The code example will print first 14 numbers of a sequence.

if self.x > 14:
    raise StopIteration

The StopIteration exception will cease the for loop.

Generators

In general, a generator is a special routine that can be used to control the iteration behaviour of a loop. A generator is similar to a function returning an array. A generator has parameters, it can be called and it generates a sequence of numbers. But unlike functions, which return a whole array, a generator yields one value at a time. This requires less memory. (Wikipedia)

Generators in Python:

Let's look at an generator example.

#!/usr/bin/python

# generator.py


def gen():
   x, y = 1, 2
   yield x, y
   x += 1
   yield x, y


it = gen()

print it.next()
print it.next()

try:
   print it.next()
except StopIteration:
   print "Iteration finished"

As we can see, a generator is defined with a def keyword, just like normal functions. We use two yield keywords inside the body of a generator. Now it is important to understand, how actually the yield keyword works. It exits the generator and returns a value. Next time the next() function of an iterator is called, we continue on the line following the yield keyword. Note that the local variables are preserved throughout the iterations. When there is nothig left to yield, a StopIteration exception is raised.

$ ./generator.py 
(1, 2)
(2, 2)
Iteration finished

The following example we will calculate fibonacci numbers.
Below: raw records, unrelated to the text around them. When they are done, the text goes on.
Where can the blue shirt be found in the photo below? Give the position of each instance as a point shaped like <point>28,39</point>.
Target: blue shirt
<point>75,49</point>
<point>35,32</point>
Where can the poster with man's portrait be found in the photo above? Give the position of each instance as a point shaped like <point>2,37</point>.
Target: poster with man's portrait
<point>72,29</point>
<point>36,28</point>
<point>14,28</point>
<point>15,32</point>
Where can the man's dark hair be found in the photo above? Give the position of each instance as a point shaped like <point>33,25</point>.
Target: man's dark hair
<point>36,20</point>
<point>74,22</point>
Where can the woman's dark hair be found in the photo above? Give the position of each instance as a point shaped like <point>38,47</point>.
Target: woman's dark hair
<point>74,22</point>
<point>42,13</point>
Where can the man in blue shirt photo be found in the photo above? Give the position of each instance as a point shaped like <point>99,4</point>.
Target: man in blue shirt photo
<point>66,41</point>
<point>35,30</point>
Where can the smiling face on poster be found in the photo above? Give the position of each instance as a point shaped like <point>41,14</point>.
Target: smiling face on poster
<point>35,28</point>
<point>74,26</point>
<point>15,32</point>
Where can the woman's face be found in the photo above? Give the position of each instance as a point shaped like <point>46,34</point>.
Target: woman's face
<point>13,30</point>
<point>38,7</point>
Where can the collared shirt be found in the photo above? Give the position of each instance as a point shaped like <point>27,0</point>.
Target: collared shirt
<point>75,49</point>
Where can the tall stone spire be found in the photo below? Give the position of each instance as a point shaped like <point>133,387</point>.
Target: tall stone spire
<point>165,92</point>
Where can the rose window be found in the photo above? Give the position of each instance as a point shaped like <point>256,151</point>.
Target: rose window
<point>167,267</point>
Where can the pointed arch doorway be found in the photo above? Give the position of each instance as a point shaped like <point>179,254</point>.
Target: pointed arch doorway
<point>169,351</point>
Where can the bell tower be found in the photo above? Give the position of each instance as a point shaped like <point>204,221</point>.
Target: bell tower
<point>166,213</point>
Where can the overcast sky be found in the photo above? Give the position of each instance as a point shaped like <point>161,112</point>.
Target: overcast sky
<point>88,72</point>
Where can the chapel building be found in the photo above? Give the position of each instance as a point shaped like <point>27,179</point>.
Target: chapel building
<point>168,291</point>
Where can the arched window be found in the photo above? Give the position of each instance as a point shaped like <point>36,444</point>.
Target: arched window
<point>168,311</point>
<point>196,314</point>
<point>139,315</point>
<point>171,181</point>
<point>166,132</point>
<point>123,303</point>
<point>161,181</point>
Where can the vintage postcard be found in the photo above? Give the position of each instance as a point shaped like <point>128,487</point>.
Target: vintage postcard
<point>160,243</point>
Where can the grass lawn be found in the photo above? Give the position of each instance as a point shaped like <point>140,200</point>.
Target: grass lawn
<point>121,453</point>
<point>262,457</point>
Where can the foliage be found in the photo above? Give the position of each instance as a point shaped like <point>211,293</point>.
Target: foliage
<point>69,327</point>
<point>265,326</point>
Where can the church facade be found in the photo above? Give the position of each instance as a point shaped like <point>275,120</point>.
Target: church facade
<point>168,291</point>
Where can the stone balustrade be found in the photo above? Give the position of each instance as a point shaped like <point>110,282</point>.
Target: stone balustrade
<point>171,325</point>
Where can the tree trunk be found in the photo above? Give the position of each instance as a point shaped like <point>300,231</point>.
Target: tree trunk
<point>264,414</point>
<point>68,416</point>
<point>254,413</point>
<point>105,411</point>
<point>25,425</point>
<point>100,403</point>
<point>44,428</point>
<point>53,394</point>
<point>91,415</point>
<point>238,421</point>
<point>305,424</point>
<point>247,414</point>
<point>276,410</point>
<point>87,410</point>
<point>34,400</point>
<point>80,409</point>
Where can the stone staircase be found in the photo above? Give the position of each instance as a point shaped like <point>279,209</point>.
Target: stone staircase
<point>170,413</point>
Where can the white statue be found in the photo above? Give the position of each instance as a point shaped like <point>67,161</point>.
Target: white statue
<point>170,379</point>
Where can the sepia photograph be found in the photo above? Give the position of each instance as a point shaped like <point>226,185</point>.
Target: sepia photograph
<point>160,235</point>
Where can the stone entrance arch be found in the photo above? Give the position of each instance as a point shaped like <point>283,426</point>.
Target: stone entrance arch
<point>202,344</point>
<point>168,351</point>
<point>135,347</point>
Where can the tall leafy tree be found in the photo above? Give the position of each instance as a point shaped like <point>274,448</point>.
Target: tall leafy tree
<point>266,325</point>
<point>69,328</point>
The first number of the sequence is 0, the second number is 1, and each subsequent number is equal to the sum of the previous two numbers of the sequence itself.

#!/usr/bin/python

# fibonacci.py

import time
import sys

def fib():
   a, b = 0, 1
   while True:
      yield b
      a, b = b, a + b


iter = fib()

try:
   for i in iter:
      print i,
      time.sleep(1)
      sys.stdout.flush()
except KeyboardInterrupt:
   print "Calculation stopped"

The script will continuously print fibonacci numbers to the console.

In this chapter, we have covered iterators and generators in Python.